One who is as it were, a stranger to her own house and husband by faithlessness (Hitzig), and hence a type of anything that is false and seductive in doctrine or practice.… By God’s goodness Solomon’s words in this divinely inspired book were an antidote to the poison of his own vicious example.—Wordsworth.
Proverbs 2:17. False doctrine and false worship are in Scripture compared to harlotry and adultery. (Numbers 14:33; Judges 2:17; Judges 8:33; Psalms 106:39; Revelation 17:1; Revelation 18:3.—Wordsworth.
It is God that is the guide of her youth, whoever may be under Him; it is God’s covenant that is made, whosoever may be the contractor in it. It is God who is first forsaken, then forgotten; forsaken in the beginning of wickedness, forgotten in the hardened practice of it. God hath appointed guides for youth—to stay the weakness of it, and to which, as unto God, youth ought to yield obedience. For elder years He hath appointed covenants as bonds and chains to hold them sure.—Jermin.
There is no trusting them that will fail God and their near friends. If they fail God, they will fail men for their advantage. If they fail friends—much more strangers.—Francis Taylor.
Proverbs 2:18. When you get into the company of the licentious, you are among the dead. They move about like men in outward appearance, but the best attributes of humanity have disappeared—the best affections of nature have been drained away from their hearts.—Arnot.
Her house is not a building reared up, but inclined and bowed down, and she who dwelleth in it will, by her life, bring thee to the dead.… Death is here twice mentioned to show that it is a double death, a temporal death, and an eternal death, to which she bringeth men.—Jermin.
Proverbs 2:19. Who would cast himself into a deep pit in the hopes of coming out alive, when almost all that fell into it were dashed in pieces.—Lawson.
It is as hard to restore a lustful person to chastity as it is to restore a dead person to life.—Chrysostom.
A sin which, I am verily persuaded, if there be another that slays her thousands, may with truth be affirmed to slay its ten thousands.—Wardlaw.

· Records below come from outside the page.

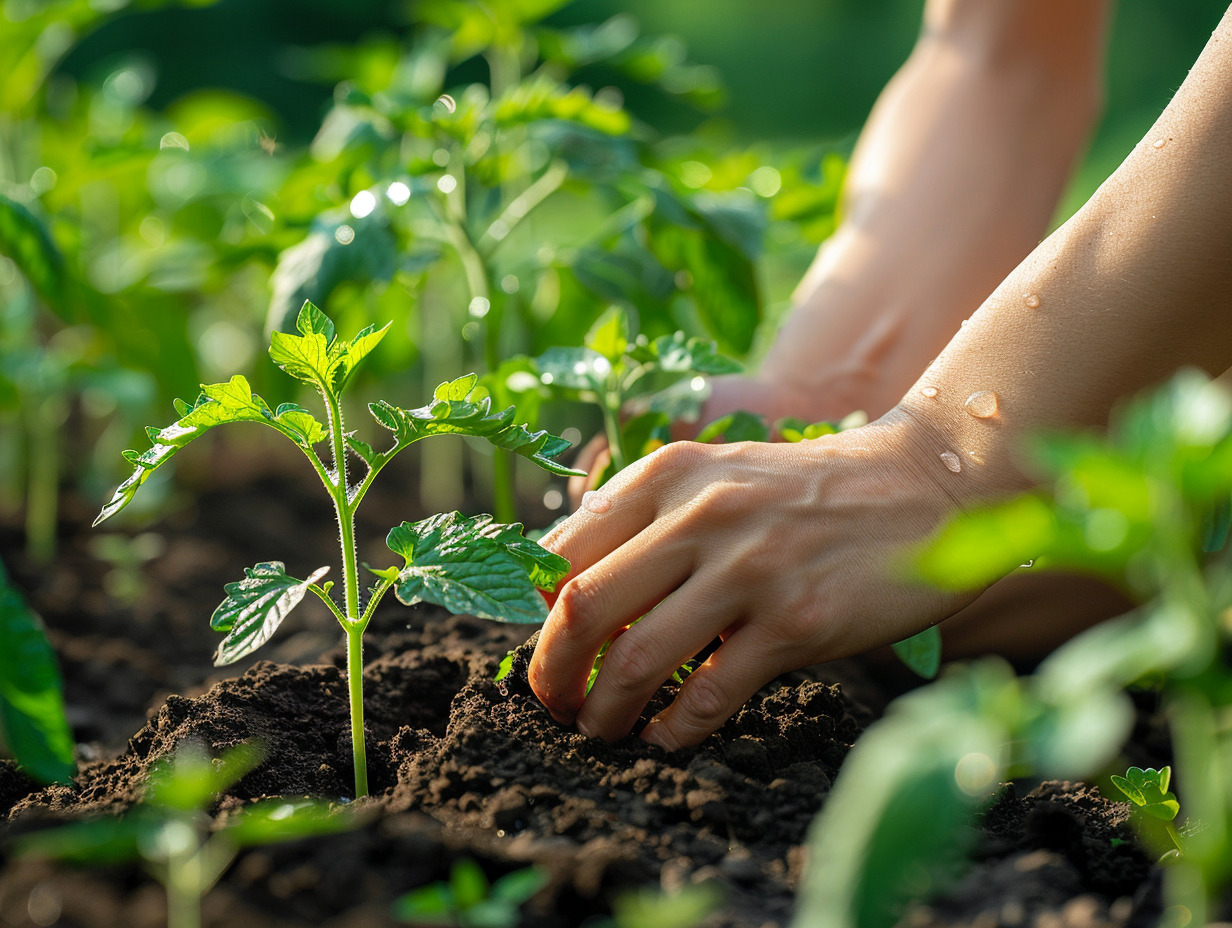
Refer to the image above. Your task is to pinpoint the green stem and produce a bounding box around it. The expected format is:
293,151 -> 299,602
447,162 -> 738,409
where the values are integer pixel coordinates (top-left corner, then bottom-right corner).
26,397 -> 63,564
602,391 -> 628,472
164,833 -> 201,928
346,625 -> 368,799
325,392 -> 368,799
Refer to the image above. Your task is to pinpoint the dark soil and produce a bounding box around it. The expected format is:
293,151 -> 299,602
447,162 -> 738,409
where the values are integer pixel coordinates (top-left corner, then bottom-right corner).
0,446 -> 1159,928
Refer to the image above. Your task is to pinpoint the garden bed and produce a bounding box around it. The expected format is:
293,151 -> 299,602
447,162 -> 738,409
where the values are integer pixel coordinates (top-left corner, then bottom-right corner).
0,451 -> 1159,928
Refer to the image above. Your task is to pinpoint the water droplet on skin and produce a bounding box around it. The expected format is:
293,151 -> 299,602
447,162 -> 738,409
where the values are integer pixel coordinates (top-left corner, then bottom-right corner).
962,389 -> 997,419
582,489 -> 612,513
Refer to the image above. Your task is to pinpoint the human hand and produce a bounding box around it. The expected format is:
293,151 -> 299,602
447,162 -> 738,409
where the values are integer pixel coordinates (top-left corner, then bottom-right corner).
530,414 -> 977,749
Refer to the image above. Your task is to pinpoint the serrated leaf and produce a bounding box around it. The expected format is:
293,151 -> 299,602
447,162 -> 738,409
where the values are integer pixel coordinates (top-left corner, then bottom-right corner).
890,625 -> 941,680
0,564 -> 76,783
209,561 -> 329,667
697,409 -> 770,442
650,332 -> 744,373
265,219 -> 398,332
387,513 -> 569,622
582,306 -> 628,365
368,373 -> 582,476
535,348 -> 612,393
94,373 -> 325,525
270,302 -> 391,396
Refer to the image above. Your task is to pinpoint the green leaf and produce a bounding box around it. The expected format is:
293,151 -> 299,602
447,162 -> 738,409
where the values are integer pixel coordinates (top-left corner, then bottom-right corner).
265,213 -> 398,333
94,373 -> 325,525
492,866 -> 548,906
209,561 -> 329,667
12,808 -> 147,864
697,409 -> 770,442
368,373 -> 583,477
535,348 -> 612,396
0,563 -> 76,783
387,513 -> 569,622
583,306 -> 628,366
270,302 -> 391,397
890,625 -> 941,680
450,857 -> 489,912
650,332 -> 744,375
0,193 -> 67,315
147,742 -> 265,812
227,799 -> 355,848
915,495 -> 1057,590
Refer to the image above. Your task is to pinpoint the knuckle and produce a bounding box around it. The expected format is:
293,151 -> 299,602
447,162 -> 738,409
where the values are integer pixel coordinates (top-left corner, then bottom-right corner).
553,574 -> 600,638
692,482 -> 744,526
601,635 -> 667,693
673,673 -> 731,732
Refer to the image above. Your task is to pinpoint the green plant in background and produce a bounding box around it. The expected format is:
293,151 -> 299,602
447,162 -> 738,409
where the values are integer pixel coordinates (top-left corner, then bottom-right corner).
1111,767 -> 1184,857
95,303 -> 579,796
393,858 -> 548,928
535,307 -> 740,479
795,371 -> 1232,928
267,0 -> 841,519
12,744 -> 354,928
0,554 -> 76,783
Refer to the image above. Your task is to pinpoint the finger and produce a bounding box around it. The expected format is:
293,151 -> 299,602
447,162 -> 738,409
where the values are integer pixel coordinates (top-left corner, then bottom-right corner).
530,529 -> 705,725
642,625 -> 782,751
577,576 -> 737,741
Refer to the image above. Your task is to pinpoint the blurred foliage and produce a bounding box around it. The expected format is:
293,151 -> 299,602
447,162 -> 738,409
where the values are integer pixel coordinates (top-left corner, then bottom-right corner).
9,743 -> 356,928
0,0 -> 843,534
796,371 -> 1232,926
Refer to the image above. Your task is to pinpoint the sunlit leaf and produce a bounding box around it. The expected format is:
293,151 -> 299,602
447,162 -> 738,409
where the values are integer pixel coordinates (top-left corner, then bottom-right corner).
94,373 -> 325,525
890,625 -> 941,680
368,373 -> 582,476
209,561 -> 329,667
387,513 -> 569,622
914,497 -> 1056,590
0,193 -> 67,315
0,563 -> 76,783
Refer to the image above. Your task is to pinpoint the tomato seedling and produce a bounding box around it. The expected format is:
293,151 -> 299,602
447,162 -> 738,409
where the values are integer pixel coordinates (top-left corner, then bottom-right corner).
1111,767 -> 1184,857
95,302 -> 582,797
14,743 -> 352,928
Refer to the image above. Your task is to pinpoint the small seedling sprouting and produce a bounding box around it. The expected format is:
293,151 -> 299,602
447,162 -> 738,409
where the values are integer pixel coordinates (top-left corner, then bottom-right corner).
535,307 -> 740,478
95,302 -> 582,797
14,744 -> 351,928
393,858 -> 547,928
1111,767 -> 1184,858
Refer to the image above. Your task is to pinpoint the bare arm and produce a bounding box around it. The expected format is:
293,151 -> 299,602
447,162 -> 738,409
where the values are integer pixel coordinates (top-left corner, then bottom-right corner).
531,3 -> 1232,748
708,0 -> 1108,418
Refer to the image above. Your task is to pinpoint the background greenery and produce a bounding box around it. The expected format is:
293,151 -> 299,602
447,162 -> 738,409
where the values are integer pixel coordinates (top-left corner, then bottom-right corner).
57,0 -> 1226,212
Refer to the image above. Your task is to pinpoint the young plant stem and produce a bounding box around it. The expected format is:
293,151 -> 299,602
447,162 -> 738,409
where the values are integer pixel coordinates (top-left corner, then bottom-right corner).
324,391 -> 368,799
164,842 -> 201,928
346,625 -> 368,799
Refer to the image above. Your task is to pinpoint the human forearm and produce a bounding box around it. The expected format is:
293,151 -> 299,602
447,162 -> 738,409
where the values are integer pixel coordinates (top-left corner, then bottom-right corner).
902,3 -> 1232,494
761,0 -> 1105,415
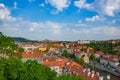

Proverbs 2:20. Here follows the whole ground of the exhibition: “That,” for the very purpose that “thou mayest walk in the way of good men.” This is a grand, pregnant doctrine. This bad life was abandoned to its worst partly as a lesson.—Miller.
It is not enough to shun the evil way, unless men walk in the good way.—Muffet.
He that walks in the way of good men shall meet with good men, and that shall keep him from the company of evil men and women. The paths of the righteous are too narrow for such: he shall not be troubled with them.—Jermin.